St. Andrew’s Medallion Quilt


Apparently I was experiencing a brief moment of not feeling too busy a few months ago over the March Break, when my grandma stopped by my house. She told me she was going to a meeting at the church later to discuss prizes for the Thanksgiving Raffle. I jokingly asked if they needed my advice and she said yes! I said that I guessed, if they didn’t need it too soon, I could maybe make a quilt. She quickly offered to pick me up later and take me to the meeting – I think she was afraid I would come to my senses and back out.

I had been admiring some medallion quilts on Pinterest, so I started sketching out some block patterns and designed a quilt. I managed to time it well with a big sale at my local quilt shop and ended up with some blue weave prints, one of my favourite green prints and a solid yellow. They even had a marbled blue extra-wide backing fabric that matched nicely.

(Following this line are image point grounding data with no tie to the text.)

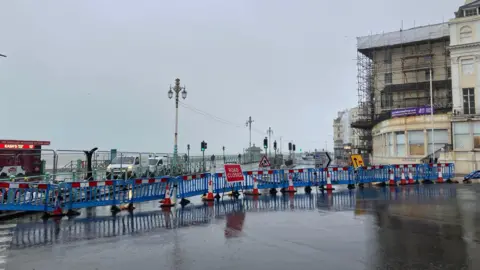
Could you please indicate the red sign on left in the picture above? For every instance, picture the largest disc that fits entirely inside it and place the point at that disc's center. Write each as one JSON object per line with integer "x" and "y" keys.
{"x": 233, "y": 173}
{"x": 16, "y": 146}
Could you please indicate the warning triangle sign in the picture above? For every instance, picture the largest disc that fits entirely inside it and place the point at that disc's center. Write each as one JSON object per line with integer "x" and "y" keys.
{"x": 264, "y": 162}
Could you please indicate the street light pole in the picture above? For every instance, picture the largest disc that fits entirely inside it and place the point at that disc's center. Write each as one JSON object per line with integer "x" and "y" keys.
{"x": 269, "y": 132}
{"x": 223, "y": 154}
{"x": 249, "y": 125}
{"x": 431, "y": 114}
{"x": 176, "y": 89}
{"x": 188, "y": 157}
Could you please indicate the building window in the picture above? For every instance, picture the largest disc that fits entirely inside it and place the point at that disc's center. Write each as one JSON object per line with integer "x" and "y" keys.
{"x": 470, "y": 12}
{"x": 461, "y": 136}
{"x": 386, "y": 100}
{"x": 427, "y": 75}
{"x": 388, "y": 56}
{"x": 388, "y": 78}
{"x": 400, "y": 136}
{"x": 467, "y": 66}
{"x": 416, "y": 143}
{"x": 468, "y": 100}
{"x": 476, "y": 135}
{"x": 389, "y": 144}
{"x": 465, "y": 34}
{"x": 440, "y": 137}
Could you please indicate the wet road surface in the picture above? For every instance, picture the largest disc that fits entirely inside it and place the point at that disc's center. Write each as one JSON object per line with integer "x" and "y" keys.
{"x": 421, "y": 227}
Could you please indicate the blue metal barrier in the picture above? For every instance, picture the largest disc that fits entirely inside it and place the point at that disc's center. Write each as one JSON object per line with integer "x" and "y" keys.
{"x": 74, "y": 195}
{"x": 26, "y": 197}
{"x": 193, "y": 185}
{"x": 373, "y": 174}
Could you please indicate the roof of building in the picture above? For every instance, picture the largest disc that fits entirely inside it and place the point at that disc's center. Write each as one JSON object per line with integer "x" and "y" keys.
{"x": 472, "y": 4}
{"x": 468, "y": 5}
{"x": 416, "y": 34}
{"x": 2, "y": 141}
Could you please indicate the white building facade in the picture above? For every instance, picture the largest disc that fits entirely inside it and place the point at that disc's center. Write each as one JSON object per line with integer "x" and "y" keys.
{"x": 344, "y": 136}
{"x": 465, "y": 62}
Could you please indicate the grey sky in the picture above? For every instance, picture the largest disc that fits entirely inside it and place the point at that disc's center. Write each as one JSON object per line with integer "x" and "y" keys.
{"x": 108, "y": 64}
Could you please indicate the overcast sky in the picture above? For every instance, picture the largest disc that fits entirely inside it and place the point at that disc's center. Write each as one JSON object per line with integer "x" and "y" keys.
{"x": 96, "y": 73}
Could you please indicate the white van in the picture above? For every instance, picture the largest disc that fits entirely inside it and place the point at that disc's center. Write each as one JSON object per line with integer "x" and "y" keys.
{"x": 127, "y": 167}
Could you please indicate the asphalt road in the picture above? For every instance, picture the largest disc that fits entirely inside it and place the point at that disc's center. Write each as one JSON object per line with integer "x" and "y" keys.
{"x": 422, "y": 227}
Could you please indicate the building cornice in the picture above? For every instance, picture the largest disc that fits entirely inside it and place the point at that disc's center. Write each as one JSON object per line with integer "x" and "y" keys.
{"x": 464, "y": 46}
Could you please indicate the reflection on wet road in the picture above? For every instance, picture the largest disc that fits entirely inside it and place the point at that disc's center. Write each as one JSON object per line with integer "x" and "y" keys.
{"x": 422, "y": 227}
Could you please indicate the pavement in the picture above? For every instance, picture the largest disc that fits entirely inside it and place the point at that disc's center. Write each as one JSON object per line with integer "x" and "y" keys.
{"x": 417, "y": 227}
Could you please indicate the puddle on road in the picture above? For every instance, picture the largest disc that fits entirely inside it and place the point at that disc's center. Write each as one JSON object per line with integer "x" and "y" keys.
{"x": 421, "y": 227}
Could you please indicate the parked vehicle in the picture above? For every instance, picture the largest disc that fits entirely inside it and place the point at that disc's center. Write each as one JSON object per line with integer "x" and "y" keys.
{"x": 127, "y": 167}
{"x": 157, "y": 166}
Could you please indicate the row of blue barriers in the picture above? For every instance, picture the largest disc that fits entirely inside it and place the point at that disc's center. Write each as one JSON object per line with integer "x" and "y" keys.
{"x": 74, "y": 195}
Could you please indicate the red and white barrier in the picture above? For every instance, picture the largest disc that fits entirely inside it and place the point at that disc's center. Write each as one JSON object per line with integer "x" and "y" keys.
{"x": 403, "y": 181}
{"x": 410, "y": 177}
{"x": 255, "y": 191}
{"x": 291, "y": 188}
{"x": 167, "y": 202}
{"x": 329, "y": 182}
{"x": 440, "y": 175}
{"x": 391, "y": 178}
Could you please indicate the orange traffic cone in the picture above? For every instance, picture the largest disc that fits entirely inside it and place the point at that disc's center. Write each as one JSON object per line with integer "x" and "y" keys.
{"x": 440, "y": 175}
{"x": 209, "y": 196}
{"x": 329, "y": 182}
{"x": 403, "y": 181}
{"x": 167, "y": 202}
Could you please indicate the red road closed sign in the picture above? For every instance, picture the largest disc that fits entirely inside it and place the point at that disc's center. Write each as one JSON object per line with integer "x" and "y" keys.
{"x": 233, "y": 173}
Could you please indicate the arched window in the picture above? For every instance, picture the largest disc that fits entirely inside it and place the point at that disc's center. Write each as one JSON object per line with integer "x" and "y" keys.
{"x": 465, "y": 34}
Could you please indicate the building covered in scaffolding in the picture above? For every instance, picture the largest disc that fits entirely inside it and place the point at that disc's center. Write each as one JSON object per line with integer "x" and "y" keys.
{"x": 394, "y": 123}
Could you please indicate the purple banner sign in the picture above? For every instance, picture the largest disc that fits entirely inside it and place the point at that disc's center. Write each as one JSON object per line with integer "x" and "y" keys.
{"x": 411, "y": 111}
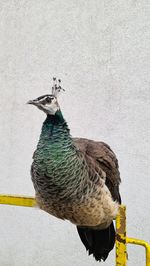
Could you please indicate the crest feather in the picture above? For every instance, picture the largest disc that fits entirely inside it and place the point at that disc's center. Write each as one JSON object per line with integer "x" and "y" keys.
{"x": 56, "y": 87}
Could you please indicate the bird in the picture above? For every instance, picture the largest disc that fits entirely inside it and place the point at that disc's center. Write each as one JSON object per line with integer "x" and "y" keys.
{"x": 76, "y": 179}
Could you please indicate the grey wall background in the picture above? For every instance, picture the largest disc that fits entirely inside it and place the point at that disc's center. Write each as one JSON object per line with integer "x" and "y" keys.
{"x": 101, "y": 51}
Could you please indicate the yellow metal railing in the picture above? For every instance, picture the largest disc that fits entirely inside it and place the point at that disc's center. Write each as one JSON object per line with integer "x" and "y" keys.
{"x": 121, "y": 239}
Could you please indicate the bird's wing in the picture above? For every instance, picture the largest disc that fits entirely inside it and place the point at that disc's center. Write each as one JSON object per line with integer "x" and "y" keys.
{"x": 104, "y": 158}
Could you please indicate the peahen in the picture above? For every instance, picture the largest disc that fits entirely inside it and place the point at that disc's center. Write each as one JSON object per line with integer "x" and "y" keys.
{"x": 76, "y": 179}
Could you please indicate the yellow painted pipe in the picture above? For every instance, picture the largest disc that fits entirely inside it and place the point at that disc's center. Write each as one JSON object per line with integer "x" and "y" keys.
{"x": 121, "y": 239}
{"x": 17, "y": 200}
{"x": 141, "y": 243}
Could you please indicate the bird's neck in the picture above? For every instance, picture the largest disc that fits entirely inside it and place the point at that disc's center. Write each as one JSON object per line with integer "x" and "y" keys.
{"x": 55, "y": 128}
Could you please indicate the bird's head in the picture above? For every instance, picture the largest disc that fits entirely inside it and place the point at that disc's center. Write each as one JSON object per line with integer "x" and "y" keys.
{"x": 48, "y": 103}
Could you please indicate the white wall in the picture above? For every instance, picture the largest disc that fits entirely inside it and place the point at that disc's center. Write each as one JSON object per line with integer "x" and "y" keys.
{"x": 101, "y": 51}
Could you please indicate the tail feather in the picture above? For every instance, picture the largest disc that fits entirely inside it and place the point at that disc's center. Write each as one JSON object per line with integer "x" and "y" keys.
{"x": 98, "y": 242}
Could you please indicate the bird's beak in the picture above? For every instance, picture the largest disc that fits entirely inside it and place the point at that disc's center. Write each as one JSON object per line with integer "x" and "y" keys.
{"x": 31, "y": 102}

I started with the centre block:



My centre block ended up a little too big, as did my flying geese, so as I went I tweaked the pattern to make everything fit. 


It was my first time making flying geese and I was happy with how they turned out.


I added a few borders at a time and it was nice to see it grow from the middle and kind of look like a real quilt early on, rather than random blocks and bits of fabric.


The parallelogram border took a while.



Once the top was finished, I asked for advice on how to quilt it myself but the quilting instructors talked me out of it. I decided to save myself many hours and the challenge of a 90-inch quilt and have a long-arm quilter do it. I’ll practice my quilting on smaller quilts to start.

I had her do an all-over quilting pattern and I bound it with the lighter blue.  



I'm a little sad to see it go. I may have to buy a raffle ticket!